I ended up doing something like that. It’s not packaged as a Plug-In, just a few KM macros and some script elements.
My solution is here: HookPlugins/Day One at master · kraigparkinson/HookPlugins · GitHub
I’ve implemented Get Name, Get Address, and New Item.
The ‘Get Name’ AppleScript invokes the Get Name macro, which acts as a UI driver to get to the JSON export of the entry, opens it in TextEdit (because there’s no copy to clipboard option), reads the contents, finds the first line of the text as the title, closes the TextEdit window (but doesn’t quit it), and returns the name. This uses the JSON Helper library.
The ‘Get Address’ AppleScript invokes the Get Address macro, which acts as a UI driver to get to the Copy Entry URL menu item and returns it.
Both of the above rely on a third macro, Trigger Context Menu, that at the moment only works on the main window. (With a little work, I could get it to work on dedicated entry windows, but that’s not a priority for the moment.) It’s the one that gets the context menu to pop up in the first place to do the rest of the UI driving.
I tried to do both of the above with just AppleScript, but the context menu wouldn’t respond to any actions I threw at it. If someone figures that out, I’d appreciate it a pull request or a comment.

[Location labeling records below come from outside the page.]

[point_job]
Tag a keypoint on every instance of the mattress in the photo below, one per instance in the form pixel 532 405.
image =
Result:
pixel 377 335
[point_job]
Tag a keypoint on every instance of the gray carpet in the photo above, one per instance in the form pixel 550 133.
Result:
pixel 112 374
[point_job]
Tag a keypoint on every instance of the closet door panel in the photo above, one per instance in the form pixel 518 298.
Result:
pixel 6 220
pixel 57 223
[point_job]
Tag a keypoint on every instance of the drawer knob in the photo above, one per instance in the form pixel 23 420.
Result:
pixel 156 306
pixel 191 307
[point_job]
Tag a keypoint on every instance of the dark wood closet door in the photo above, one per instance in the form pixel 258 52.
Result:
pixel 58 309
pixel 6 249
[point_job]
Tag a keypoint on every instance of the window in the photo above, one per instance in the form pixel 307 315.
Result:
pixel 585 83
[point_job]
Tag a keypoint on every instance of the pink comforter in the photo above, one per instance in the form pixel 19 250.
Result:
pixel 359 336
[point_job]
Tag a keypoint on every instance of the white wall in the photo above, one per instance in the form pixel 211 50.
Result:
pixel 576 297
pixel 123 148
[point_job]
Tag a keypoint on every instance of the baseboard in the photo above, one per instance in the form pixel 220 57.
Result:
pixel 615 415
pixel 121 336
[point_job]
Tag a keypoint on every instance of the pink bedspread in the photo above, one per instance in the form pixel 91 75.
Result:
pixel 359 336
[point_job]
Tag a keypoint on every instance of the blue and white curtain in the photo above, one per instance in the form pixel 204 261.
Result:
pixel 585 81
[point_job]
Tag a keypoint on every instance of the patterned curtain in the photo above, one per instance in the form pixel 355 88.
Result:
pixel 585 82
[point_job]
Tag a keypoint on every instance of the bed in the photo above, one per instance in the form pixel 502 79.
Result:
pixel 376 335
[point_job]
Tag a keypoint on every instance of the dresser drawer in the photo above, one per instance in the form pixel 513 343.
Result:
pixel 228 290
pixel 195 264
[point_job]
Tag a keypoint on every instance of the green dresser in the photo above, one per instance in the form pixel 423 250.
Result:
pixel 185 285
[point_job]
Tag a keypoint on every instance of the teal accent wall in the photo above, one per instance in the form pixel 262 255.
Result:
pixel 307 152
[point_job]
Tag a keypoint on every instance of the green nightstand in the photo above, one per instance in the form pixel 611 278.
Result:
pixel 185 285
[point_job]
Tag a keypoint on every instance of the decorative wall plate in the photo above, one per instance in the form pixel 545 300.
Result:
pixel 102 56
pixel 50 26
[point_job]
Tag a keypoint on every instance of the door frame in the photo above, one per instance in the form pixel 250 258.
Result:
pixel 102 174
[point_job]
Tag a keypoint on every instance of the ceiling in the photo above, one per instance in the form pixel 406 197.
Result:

Finally, the New Item script will go ahead and create an entry by calling a shell script to invoke the Day One 2.0 CLI and then it will parse the response via RegEx to get the UUID using the Text script library. Then it converts it into a URL. The Day One 2.0 CLI needs to be installed per the instructions in the link, and the Text script needs to be installed in ~/Library/Script Libraries or /Library/Script Libraries as usual.
No warranty on this, and if it breaks something for you, please don’t hold me responsible. But I’ve been using it for a couple of days now, and other than it being slow and cringeworthy, it does the trick for me.